Blijvend aandachtspunt is daarom de openheid, toegankelijkheid en inclusiviteit van het stadmaken. Stadmakers zouden zichzelf de vraag kunnen stellen voor welke doelgroepen ze eigenlijk werken. En monitoren wie van hun initiatieven gebruik maken. De gemeente kan zich afvragen of de verschillende ondersteunende instrumenten die zij bieden wel voor alle bevolkingsgroepen even toegankelijk zijn. De gemeenschap van stadmakers (en ook de private en publieke partijen die zich inzetten voor het stadmaken) in Rotterdam zou zich actief kunnen gaan inzetten om hun ervaringen over te dragen naar wijken waar het stadmaken nog niet vanzelfsprekend is.

Conclusie: hou het gesprek over de kernwaarden gaande

Er zijn in Rotterdam veel kansen om het stadmaken verder te versterken in de toekomstige ontwikkeling van de stad. Uit een reeks van gesprekken met Rotterdamse stadmakers (incl. private partijen en betrokken ambtenaren) over de vraag hoe dit te doen, kwamen vijf suggesties naar voren: # 1 Zorg voor uitwisseling en regelmatige meet-ups, # 2 Zorg voor meer politieke verbinding, # 3 Zorg voor meer kennis over waardeontwikkeling en verdienmodellen, # 4 Zorg voor duidelijke afspraken, en # 5 Verbeter de toegankelijkheid en inclusiviteit van het stadmaken. Bij het opvolgen van deze suggesties, is het wel belangrijk dat men de kernwaarden van het stadmaken niet uit het oog verliest.

(8)

8

Kernwaarde: GEDEELDE RUIMTE, GEDEELDE VERANTWOORDELIJKHEID. Stadmaken is een cultuur, die

door meerdere partijen en personen in stand moet worden gehouden. De verantwoordelijkheid voor het opvolgen van bovengenoemde suggesties zou daarom ook niet bij één partij moeten liggen, of alleen in het ruimtelijk domein, maar juist door meerdere partijen en in samenwerking moeten worden opgepakt.

Kernwaarde: VIER HET ONVERWACHTE. Het stadmaken ontstond doordat er verschillende nieuwe spelers gebruik wisten te maken van onverwachte ontwikkelingen, waardoor nieuwe mogelijkheden voor de stad en haar bewoners / ondernemers zichtbaar werden op plekken waar dit niet door anderen was voorzien. Het uitwerken van een Stadmakers-codex en het verder expliciteren van afspraken in Stadlabs zou juist dit onverwachte kunnen wegdrukken. Daarom is het belangrijk om in het uitwerken van deze codex ook heel scherp te zijn op datgene wat niet wordt vastgelegd, de openheid voor onverwachte acties, nieuwe agenderingen, en nieuwe spelers men wenst te behouden. Afspraken zouden daarom niet zozeer vastgesteld moeten worden, maar juist in een continue gesprek met elkaar levend worden gehouden.

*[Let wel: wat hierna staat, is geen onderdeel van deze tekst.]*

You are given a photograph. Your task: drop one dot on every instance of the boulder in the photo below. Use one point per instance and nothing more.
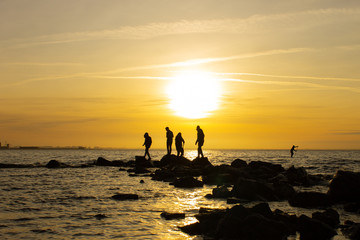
(141, 162)
(329, 216)
(253, 190)
(170, 216)
(352, 207)
(221, 192)
(264, 170)
(201, 163)
(352, 231)
(297, 176)
(312, 229)
(345, 186)
(172, 160)
(187, 182)
(283, 190)
(124, 196)
(55, 164)
(192, 229)
(309, 200)
(238, 163)
(103, 162)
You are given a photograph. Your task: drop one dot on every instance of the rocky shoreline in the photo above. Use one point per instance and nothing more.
(240, 182)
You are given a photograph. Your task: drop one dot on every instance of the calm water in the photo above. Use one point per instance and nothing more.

Kernwaarde: ACTIE + VISIE. Het stadmaken kenmerkt zich door acties in het hier-en-nu, voortkomend uit een visie op de toekomst van een gebied, maar tegelijkertijd gericht op snel en concreet resultaat. Schuift het stadmaken steeds meer op naar het politieke veld, en versterkt de verbinding met het ambtelijke domein, dan kan het stadmaken steeds meer op een regulier visietraject gaan lijken. Actie en alternatief moeten leidend blijven in wat de stadmakers doen.

Kernwaarde: BEZIELING EN VERBINDING. Veel stadmakers zijn begonnen met hun activiteiten vanuit een bepaalde bezieling, persoonlijke binding en verantwoordelijkheid die zij voelden met en voor een gebied, de plekken en de mensen. Door het stadmaken te versterken door middel van heldere afspraken, verdienmodellen, ambtelijke en politieke binding, kan het stadmaken haar connectie met die bezieling en verbinding kwijtraken en een “gewone” professionele praktijk van stadsontwikkeling worden. Er is een balans tussen intrinsieke verbondenheid en motivatie enerzijds en vergoeding, financiering en professionalisering anderzijds, en ook deze balans moet onderdeel blijven van gesprek.

Wanneer de Rotterdamse stadmakers zich bewust blijven van deze kernwaarden, kunnen bovengenoemde vijf suggesties optimaal bijdragen aan het versterken consolideren van het stadmaken terwijl tegelijkertijd de dynamiek, het onverwachte, het gedeelde en de openheid van het stadmaken behouden blijft.

(9)

9

Literatuur

Deleuze, G. (1993), The Fold – Leibniz and the Baroque, Continuum International Publishing Group, London, New York

Lengkeek, A. (2015), Stadmakers Rotterdam. Connectiviteit, common grounds, contract, in: Frank, S., Niemans, J. & Soeterbroek, F. (2015), Het nieuwe stadmaken, Van gedreven pionieren naar gelijk speelveld, Trancity Valiz, p. 99-110

Specht, M. (ed.) (2012), A Community Lover’s Guide to Rotterdam, http://www.communityloversguide.org/rotterdam-summary/

AIR, Architectuur Instituut Rotterdam (2014), Connectiviteit in Rotterdam

Frank, S., Niemans, J. & Soeterbroek, F. (2015), Het nieuwe stadmaken, Van gedreven pionieren naar gelijk speelveld, Trancity Valiz

Colofon

Dr. ir. Beitske Boonstra is oprichter van het onderzoeks- en adviesbureau BecomingPlanner (www.becomingplanner.nl). Vanuit dit bureau richt zij zich op ruimtelijk wordingsprocessen door zelforganisatie, en met name op de rol die persoonlijke drijfveren, karaktereigenschappen, intuïtie en improvisatie hierin spelen. Daarnaast is Beitske wetenschappelijk onderzoeker aan de Universiteit van Gent, AMRP (Afdeling Mobiliteit en Ruimtelijke Planning – www.planning-ugent.be). Haar onderzoek richt zich op burgerinitiatieven in het ruimtelijke domein, coöperatieve vormen van stadsontwikkeling en bijbehorende governance-capaciteiten.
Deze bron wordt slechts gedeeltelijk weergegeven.